• Offered by Rsch Sch of Finance, Actuarial Studies & App Stats
  • ANU College ANU College of Business and Economics
  • Course subject Statistics
  • Areas of interest Economics
  • Academic career UGRD
  • Course convener
    • Dr Tao Zou
  • Mode of delivery In Person
  • Co-taught Course
  • Offered in First Semester 2024
    See Future Offerings

Statistical Learning is a course designed for students who need to carry out statistical analysis, or “learning”, from real data. Emphasis will be placed on the development of statistical concepts and statistical computing. The content will be motivated by problem-solving in many diverse areas of application. This course will cover a range of topics in statistical learning including linear and non-linear regression, classification techniques, resampling methods (e.g., the bootstrap), regularisation methods, tree based methods and unsupervised learning techniques (e.g. principle components analysis and clustering). 

Learning Outcomes

Upon successful completion, students will have the knowledge and skills to:

  1. Use packages and process output relating to statistical learning in the statistical computing package R. 
  2. Fit linear and non-linear regression models and analyse relationships between a response variable and covariates. 
  3. Perform in-depth classification techniques on qualitative response variables. 
  4. Assess in detail models based on resampling methods. 
  5. Carry out model selection based on a variety of regularisation methods. 
  6. Utilise tree-based methods. 
  7. Perform unsupervised learning techniques. 

Indicative Assessment

  1. Typical assessment may include, but is not restricted to: exams, assignments, quizzes, presentations and other assessment as appropriate (100) [LO 1,2,3,4,5,6,7]

The ANU uses Turnitin to enhance student citation and referencing techniques, and to assess assignment submissions as a component of the University's approach to managing Academic Integrity.
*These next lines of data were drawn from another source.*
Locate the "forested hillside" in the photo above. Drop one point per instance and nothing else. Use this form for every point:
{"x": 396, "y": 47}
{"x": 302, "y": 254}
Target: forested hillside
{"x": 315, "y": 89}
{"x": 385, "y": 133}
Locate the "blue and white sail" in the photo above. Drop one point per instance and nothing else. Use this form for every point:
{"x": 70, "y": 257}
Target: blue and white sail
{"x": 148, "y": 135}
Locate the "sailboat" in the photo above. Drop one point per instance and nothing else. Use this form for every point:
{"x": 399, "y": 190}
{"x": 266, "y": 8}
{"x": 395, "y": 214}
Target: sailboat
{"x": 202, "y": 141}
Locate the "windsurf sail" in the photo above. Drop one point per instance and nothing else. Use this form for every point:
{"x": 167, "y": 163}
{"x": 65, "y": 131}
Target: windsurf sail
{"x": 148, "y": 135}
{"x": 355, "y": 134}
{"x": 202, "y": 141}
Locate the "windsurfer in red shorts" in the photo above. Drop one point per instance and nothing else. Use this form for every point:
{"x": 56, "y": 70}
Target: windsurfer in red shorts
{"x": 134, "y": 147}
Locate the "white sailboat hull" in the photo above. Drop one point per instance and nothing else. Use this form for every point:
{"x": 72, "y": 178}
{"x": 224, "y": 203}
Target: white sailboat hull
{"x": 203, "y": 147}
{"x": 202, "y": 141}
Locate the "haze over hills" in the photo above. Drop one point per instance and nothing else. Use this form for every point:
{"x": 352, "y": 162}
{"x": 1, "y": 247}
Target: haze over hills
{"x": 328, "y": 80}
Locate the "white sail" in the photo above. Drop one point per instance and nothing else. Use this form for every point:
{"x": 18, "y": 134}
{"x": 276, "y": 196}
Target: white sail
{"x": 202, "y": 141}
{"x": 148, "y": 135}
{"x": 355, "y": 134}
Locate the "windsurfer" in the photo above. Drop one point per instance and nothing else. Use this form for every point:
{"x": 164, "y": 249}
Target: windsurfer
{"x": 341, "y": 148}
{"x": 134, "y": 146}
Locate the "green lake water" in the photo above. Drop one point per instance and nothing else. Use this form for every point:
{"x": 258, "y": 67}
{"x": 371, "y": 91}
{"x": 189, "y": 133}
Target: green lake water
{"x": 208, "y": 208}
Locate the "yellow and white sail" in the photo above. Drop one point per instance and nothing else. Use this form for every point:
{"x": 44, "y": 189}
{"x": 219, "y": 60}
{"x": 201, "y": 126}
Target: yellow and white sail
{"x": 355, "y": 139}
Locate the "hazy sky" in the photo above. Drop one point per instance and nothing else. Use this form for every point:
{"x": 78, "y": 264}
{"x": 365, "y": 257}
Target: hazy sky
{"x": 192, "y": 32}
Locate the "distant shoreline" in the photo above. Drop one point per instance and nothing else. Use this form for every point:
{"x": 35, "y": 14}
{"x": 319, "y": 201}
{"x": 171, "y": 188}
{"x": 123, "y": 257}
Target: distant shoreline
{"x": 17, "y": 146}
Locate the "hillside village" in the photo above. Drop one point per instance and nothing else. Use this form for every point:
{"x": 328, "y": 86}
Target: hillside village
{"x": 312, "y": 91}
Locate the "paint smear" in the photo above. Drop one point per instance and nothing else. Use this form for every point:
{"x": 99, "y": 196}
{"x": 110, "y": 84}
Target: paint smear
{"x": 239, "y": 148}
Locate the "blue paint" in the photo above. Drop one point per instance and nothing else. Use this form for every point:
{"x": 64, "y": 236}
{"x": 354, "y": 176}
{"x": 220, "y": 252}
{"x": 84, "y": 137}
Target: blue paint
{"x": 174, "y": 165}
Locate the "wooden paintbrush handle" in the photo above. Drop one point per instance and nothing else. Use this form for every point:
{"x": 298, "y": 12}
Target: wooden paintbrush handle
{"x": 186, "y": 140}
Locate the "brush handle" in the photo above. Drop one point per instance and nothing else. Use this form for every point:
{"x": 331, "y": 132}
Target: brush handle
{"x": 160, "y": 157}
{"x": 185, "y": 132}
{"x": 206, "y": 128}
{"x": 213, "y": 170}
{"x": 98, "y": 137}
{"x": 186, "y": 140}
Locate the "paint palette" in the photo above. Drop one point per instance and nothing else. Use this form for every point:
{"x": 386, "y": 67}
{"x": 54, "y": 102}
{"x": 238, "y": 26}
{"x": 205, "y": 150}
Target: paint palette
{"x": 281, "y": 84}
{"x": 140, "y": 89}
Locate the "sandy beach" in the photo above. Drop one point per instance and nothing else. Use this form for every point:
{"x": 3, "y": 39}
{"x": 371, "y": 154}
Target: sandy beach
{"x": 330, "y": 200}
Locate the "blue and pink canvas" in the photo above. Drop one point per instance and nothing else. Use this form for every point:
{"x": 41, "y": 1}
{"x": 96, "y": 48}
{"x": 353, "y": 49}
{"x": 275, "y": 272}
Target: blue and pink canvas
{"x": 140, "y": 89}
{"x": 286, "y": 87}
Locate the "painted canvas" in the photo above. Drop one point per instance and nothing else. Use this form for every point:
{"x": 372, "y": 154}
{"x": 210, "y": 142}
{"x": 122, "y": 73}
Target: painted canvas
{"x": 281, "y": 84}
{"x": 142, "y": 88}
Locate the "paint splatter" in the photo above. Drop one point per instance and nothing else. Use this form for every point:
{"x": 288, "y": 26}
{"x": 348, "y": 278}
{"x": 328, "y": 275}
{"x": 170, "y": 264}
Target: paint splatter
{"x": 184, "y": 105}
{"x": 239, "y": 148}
While the use of Turnitin is not mandatory, the ANU highly recommends Turnitin is used by both teaching staff and students. For additional information regarding Turnitin please visit the ANU Online website.

Workload

Students are expected to commit at least 10 hours per week to completing the work in this course. This will include at least 3 contact hours per week and up to 7 hours of private study time.

Inherent Requirements

Not applicable

Requisite and Incompatibility

To enrol in this course, you must have completed STAT2001 or STAT2013; and have completed STAT2008 or STAT2014, or be enrolled in the Bachelor of Finance, Economics and Statistics Honours and have completed STAT2001 or STAT2013 and EMET2007. Incompatible with STAT3040, STAT7040 and STAT8140.

You will need to contact the Rsch Sch of Finance, Actuarial Studies & App Stats to request a permission code to enrol in this course.

Prescribed Texts

Information about the prescribed textbook will be available via the Class Summary.

Specialisations

Fees

Tuition fees are for the academic year indicated at the top of the page.  

Commonwealth Support (CSP) Students
If you have been offered a Commonwealth supported place, your fees are set by the Australian Government for each course. At ANU 1 EFTSL is 48 units (normally 8 x 6-unit courses). More information about your student contribution amount for each course at Fees

Student Contribution Band:
1
Unit value:
6 units

If you are a domestic graduate coursework student with a Domestic Tuition Fee (DTF) place or international student you will be required to pay course tuition fees (see below). Course tuition fees are indexed annually. Further information for domestic and international students about tuition and other fees can be found at Fees.

Where there is a unit range displayed for this course, not all unit options below may be available.

Units EFTSL
6.00 0.12500
Domestic fee paying students
Year Fee
2024 $4440
International fee paying students
Year Fee
2024 $6360
Note: Please note that fee information is for current year only.

Offerings, Dates and Class Summary Links

ANU utilises MyTimetable to enable students to view the timetable for their enrolled courses, browse, then self-allocate to small teaching activities / tutorials so they can better plan their time. Find out more on the Timetable webpage.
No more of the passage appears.